Ist der größte Hebel im Ausland?

Die drei größten Hebel sind: steuerfreie Überstunden, steuerfreies Dazuverdienen in der Regelpension und eine steuerlich attraktive Vollzeit im Vergleich zu Teilzeit.  Und ja, wir müssen den ausländischen Fachkräften den roten Teppich ausrollen, damit sie zu uns kommen, denn wir stehen im knallharten Wettbewerb mit anderen europäischen Ländern. Wir brauchen Menschen, die bei uns arbeiten wollen: Egal, ob auf Zeit oder für immer.

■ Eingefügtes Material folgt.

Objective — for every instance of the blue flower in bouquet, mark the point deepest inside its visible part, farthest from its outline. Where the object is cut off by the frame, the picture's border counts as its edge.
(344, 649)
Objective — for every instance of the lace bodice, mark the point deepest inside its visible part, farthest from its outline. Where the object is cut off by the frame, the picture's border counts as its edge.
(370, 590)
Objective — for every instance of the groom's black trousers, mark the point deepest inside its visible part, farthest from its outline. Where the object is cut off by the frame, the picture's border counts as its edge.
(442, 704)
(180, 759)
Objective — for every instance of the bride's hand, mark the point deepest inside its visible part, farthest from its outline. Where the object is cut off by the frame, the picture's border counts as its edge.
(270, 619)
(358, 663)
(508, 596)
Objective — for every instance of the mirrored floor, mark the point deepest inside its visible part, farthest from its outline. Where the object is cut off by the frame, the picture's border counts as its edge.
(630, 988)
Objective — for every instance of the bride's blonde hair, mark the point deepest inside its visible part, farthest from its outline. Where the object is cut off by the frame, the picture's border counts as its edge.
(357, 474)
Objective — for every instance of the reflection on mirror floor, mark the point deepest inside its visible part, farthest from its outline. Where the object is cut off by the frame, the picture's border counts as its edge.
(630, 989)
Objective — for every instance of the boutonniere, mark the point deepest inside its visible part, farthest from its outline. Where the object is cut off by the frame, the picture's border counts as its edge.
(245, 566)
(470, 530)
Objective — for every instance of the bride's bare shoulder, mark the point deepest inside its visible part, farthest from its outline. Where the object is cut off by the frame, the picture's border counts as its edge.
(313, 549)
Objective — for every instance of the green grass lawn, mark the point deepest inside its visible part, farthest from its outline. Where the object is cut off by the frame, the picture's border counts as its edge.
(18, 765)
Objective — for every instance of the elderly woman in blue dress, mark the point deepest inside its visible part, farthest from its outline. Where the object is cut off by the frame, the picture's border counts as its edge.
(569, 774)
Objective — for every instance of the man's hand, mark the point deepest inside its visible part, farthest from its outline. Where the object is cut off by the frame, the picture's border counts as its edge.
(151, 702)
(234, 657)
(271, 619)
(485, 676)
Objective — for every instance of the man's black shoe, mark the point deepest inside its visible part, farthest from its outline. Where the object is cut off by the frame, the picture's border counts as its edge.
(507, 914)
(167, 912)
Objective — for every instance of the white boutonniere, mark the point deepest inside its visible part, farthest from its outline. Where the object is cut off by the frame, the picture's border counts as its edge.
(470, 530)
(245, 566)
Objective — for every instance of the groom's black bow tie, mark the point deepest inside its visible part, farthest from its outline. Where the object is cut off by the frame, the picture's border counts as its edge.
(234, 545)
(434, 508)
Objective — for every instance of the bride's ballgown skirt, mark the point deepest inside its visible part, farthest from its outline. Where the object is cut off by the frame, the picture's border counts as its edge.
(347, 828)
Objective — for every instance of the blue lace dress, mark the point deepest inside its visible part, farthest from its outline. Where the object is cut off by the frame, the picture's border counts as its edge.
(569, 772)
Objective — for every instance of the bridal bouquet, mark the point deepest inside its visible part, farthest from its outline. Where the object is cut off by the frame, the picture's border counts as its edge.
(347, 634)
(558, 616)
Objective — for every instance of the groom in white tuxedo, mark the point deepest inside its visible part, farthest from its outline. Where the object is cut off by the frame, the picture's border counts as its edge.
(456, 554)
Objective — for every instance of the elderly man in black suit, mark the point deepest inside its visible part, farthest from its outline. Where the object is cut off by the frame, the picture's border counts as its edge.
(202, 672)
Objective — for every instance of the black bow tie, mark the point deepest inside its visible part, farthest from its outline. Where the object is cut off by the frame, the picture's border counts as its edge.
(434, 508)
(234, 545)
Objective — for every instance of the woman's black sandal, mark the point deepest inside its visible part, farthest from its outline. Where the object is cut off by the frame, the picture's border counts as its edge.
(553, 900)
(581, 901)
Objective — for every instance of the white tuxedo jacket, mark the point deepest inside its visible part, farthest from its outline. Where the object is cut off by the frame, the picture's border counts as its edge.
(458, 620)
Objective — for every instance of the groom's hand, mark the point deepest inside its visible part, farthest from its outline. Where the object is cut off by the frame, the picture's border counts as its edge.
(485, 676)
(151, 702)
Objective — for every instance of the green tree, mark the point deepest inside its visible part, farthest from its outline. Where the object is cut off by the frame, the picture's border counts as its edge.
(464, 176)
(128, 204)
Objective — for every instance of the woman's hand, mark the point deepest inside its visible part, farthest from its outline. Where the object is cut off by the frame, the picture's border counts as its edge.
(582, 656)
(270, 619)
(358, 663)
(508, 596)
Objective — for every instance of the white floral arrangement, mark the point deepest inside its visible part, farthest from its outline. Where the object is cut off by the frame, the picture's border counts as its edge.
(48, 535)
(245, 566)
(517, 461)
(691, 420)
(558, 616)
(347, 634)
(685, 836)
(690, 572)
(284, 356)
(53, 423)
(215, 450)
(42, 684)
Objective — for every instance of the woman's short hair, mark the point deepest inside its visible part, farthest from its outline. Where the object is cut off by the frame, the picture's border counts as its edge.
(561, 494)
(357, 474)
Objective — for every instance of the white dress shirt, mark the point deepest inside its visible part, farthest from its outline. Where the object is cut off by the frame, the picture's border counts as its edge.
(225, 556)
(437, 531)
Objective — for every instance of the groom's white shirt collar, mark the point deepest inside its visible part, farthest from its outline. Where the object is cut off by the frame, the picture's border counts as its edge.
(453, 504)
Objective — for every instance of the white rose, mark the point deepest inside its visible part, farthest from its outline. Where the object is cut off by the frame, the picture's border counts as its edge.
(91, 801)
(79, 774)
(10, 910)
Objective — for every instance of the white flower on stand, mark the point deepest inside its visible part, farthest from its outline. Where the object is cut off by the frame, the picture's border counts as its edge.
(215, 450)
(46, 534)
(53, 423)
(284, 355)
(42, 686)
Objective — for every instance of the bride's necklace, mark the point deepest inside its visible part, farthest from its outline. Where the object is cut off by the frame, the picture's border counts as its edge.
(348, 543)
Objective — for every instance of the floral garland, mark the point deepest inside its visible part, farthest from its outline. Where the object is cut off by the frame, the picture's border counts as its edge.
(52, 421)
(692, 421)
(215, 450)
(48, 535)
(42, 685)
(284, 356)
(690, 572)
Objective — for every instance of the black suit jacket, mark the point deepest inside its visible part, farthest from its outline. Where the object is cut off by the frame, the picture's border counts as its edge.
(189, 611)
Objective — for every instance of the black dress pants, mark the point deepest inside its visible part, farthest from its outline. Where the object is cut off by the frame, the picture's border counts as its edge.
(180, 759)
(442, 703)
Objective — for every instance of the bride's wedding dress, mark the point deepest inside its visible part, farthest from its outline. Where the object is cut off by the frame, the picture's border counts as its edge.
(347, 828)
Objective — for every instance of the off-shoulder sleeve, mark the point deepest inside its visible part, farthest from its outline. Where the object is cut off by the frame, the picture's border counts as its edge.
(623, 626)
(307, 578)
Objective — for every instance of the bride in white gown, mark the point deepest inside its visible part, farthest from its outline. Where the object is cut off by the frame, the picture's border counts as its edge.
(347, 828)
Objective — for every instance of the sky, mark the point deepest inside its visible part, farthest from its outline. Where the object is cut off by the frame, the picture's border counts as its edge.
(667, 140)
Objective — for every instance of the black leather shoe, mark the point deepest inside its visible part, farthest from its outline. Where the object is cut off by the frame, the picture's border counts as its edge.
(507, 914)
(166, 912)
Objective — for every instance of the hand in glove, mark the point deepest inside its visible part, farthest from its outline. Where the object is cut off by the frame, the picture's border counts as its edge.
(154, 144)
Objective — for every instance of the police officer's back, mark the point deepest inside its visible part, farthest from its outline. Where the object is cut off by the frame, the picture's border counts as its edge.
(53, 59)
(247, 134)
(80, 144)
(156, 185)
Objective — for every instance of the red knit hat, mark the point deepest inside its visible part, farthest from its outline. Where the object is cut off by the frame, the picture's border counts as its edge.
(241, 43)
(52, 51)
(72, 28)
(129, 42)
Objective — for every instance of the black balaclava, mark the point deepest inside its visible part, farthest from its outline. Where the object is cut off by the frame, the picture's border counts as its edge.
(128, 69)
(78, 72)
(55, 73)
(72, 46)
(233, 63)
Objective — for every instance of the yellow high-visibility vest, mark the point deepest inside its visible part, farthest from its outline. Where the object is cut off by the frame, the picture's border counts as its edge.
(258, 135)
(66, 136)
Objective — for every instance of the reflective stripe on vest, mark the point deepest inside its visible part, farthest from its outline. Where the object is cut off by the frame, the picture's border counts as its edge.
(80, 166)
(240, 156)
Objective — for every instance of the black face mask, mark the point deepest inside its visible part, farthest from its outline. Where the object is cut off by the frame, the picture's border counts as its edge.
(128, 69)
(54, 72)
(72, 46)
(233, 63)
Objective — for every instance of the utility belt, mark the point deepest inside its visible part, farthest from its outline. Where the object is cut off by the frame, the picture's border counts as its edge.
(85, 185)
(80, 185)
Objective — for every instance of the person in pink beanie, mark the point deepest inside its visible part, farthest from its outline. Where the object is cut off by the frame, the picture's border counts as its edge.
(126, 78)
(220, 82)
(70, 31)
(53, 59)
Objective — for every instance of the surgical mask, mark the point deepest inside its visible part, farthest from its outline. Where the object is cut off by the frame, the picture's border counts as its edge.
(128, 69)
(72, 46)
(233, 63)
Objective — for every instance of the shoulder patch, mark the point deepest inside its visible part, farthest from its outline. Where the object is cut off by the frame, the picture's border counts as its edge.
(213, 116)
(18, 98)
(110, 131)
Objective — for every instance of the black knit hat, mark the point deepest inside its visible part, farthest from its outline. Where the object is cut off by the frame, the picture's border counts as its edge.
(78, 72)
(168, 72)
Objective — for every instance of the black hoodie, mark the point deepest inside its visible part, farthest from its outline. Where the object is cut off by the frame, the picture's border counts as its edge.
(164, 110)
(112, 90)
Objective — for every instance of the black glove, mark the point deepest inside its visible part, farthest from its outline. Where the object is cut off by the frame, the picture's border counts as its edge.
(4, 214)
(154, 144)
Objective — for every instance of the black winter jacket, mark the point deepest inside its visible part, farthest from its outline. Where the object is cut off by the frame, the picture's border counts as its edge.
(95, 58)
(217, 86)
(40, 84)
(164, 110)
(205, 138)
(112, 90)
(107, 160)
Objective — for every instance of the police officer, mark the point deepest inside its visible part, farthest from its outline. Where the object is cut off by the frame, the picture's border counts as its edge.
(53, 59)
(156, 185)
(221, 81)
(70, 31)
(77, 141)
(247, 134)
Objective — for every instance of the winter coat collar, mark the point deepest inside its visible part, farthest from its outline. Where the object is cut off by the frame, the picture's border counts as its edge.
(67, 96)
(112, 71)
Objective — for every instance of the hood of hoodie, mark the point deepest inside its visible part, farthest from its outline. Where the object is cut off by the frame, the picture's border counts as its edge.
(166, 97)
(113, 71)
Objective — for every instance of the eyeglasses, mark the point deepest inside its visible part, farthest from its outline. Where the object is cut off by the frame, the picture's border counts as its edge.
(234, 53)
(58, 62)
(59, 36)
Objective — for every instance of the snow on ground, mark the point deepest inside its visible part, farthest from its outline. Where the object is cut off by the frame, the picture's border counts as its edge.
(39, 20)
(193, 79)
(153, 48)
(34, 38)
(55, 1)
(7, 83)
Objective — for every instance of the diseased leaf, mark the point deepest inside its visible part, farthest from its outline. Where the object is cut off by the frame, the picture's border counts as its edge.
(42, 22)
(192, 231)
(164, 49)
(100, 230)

Wir reden dabei übrigens schon lange nicht mehr über Menschen aus EU-Beitrittsländern wie dem Westbalkan, wo sich österreichische Investoren engagieren.

Die österreichischen Investoren brauchen die Arbeitskräfte aber vor Ort.

Es ist kein Entweder-oder, sondern ein Sowohl-als auch. Unternehmen bilden vor Ort aus, damit sich der Arbeitsmarkt in den jeweiligen Ländern qualitativ entwickelt. 

Muss Österreich auch Unternehmen den roten Teppich ausrollen?

Es geht jetzt gerade mehr um Menschen denn um Unternehmen. In fünf bis zehn Jahren werden die Firmen dorthin gehen, wo die meisten Talente sind. Die zweite Schicksalsfrage, die wir beantworten werden müssen: Schaffen wir es, uns als Top-Forschungsland zu etablieren oder nicht. Was wir jedenfalls nicht machen dürfen, das ist, in einem Hochsteuerland eine Debatte über neue Steuern führen. 

Die Debatte wird aber geführt, weil Österreich sparen und Einnahmen lukrieren muss – mit einer neuen Vermögenssteuer oder einer MwSt-Erhöhung?

Den bestehenden Wirtschaftsleistungskuchen steuerlich mehr zu belasten, um die Mehraufwendungen finanzieren zu können – das ist retro und das funktioniert nicht. Wir müssen den Kuchen größer backen. Die Steuerdebatte ist eine verfehlte – vor allem in einem Land, in dem 60 Prozent der Bruttowertschöpfung im Ausland verdient werden.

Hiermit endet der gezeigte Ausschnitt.